Rascals and Caddy’s have been sold, and Coconut’s Beach & Safari Club is changing hands, as prominent Louisville nightclub owner Mark Suna decides “what to do with the next half of my life.”
Terms of the transactions were not disclosed.
Suna, a 38-year-old teetotaler who had been a fixture among area night owls for about 15 years (Lone Star Saloon, Sophie’s, Jock Stop), said he’s burned out and tired of fighting a shift in public opinion against alcohol consumption.
“There’s been a definite downswing in consumption,” he said. “Liquor has become taboo. Some people equate a bar owner with a drug dealer. It’s gone haywire.”
What eventually became Suna’s burden is what the clubs’ new owners describe as a “great business opportunity.”
Bruce Hicks, manager and co-owner of Rascals in the Watterson Towers on Bishop Lane, said: “This is an established business, a sound investment. It is centrally located (near Watterson Expressway’s intersection with Bardstown Road). I fell in love with this place.”
Suna founded Rascals nine years ago on the site of the former Peter Outlaw’s nightclub.
In a business where nightclubs come and go, Hicks said, Rascals has been a mainstay. “It’s sort of a landmark in the business.”
Hicks and business partner Michael Antonelli recently acquired the business. They jointly own John’s Liquors at 13th and Hill streets.
Hicks said Elaine Nunn of V.R. Business Brokers of Louisville put the nightclub deal together for the partners.
Antonelli is also owner of Mike’s Village Cleaners in the Village Square Shopping Center, Middletown.
Hicks said a lunch menu is being added at Rascals to attract workers in the Watterson and nearby office towers. A happy hour, with free buffet, is held 5 p.m. to 8 p.m. Monday through Friday. Recorded top 40 and rhythm-and-blues music is played by request.
Meanwhile, Charles “Bud” Nichols and the Woodcox family of Louisville acquired Caddy’s, which is located at Old Shepherdsville and Poplar Level roads.
They will start managing Coconut’s, 3027 Hunsinger Lane, on Feb. 1, with an option to buy the business, Nichols said. Coconut’s was formerly known as Boomer’s Club Cafe & Deli, which Suna launched in 1989.
Caddy’s, which Suna founded as Mardi Gras in 1986, is located on a five-acre tract with plenty of room for a miniature golf course and volleyball courts that are proposed there within the next year, said Paul Woodcox.
Woodcox said the recent onset of a recession doesn’t bother him in the least.
“People who aren’t spending their money on big-ticket items will spend (modestly) at the bars,” he said. “The best time for the bar business is a recession.”
Nichols said outdoor-benefit concerts are planned this year at Caddy’s. Inside, there is a pub and a larger room that houses a nightclub. Total seating is 300.
The Woodcox family’s principal business is Jericho Painting & Special Coating Co. of Louisville.
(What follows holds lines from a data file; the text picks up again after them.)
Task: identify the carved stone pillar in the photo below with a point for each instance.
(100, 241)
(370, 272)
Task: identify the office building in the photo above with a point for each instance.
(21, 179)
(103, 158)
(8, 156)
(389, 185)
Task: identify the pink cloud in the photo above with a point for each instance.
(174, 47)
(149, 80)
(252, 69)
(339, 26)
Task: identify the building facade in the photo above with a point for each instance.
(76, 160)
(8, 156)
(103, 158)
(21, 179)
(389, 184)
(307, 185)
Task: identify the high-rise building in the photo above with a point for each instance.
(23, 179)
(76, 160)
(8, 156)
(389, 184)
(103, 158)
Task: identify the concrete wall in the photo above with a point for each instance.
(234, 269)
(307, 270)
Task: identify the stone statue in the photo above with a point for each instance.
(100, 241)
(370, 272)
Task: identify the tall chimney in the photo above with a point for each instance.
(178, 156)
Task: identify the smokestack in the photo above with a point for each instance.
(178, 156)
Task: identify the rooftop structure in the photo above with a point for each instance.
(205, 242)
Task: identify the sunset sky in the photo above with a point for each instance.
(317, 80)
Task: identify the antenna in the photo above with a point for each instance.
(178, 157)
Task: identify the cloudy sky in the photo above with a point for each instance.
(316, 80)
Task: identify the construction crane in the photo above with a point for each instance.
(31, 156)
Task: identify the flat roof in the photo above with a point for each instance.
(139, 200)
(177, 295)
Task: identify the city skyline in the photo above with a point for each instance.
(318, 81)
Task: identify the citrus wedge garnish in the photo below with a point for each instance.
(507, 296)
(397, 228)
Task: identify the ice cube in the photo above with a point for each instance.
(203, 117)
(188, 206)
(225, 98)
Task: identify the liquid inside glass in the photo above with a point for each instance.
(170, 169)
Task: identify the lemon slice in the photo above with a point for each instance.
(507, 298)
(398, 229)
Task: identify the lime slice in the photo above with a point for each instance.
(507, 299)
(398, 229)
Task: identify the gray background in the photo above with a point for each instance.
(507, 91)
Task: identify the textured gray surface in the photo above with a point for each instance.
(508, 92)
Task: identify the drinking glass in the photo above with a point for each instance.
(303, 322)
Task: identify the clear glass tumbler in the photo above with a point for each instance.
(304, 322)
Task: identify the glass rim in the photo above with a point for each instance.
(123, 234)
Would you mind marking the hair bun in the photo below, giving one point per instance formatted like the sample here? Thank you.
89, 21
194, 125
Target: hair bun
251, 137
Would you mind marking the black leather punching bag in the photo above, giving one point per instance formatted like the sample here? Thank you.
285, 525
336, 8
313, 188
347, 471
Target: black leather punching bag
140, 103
It is the holding company for Caddy’s.
Nichols has a minority interest in the nightclub.
Woodcox said live entertainment, mostly bands, are planned for Caddy’s and Coconut’s.
“That will be our knockout punch,” he said.
As for Suna, he will remain as a business consultant to Nichols and the Woodcox family. For the long term, he said, he is eyeing the possibility of starting a recycling business. “Paper, plastics, manure, things like that.”
He does not believe he will return to the nightclub business–as he did a decade ago after a hiatus of several months.
He also may launch a new career as an agent, representing an unusual breed of client: The eleven parrots that live with him.
The self-described “Bird Man of Louisville,” he’s training the birds to ride little bicycles, and he donates their talents for outings sponsored by the Dream Factory, an organization that grants the wishes of critically ill children.
“I’d also like to lease out the birds for Broadway shows,” he said.
But he’s in no hurry about switching careers.
“I just want to take it easy for a while,” he said.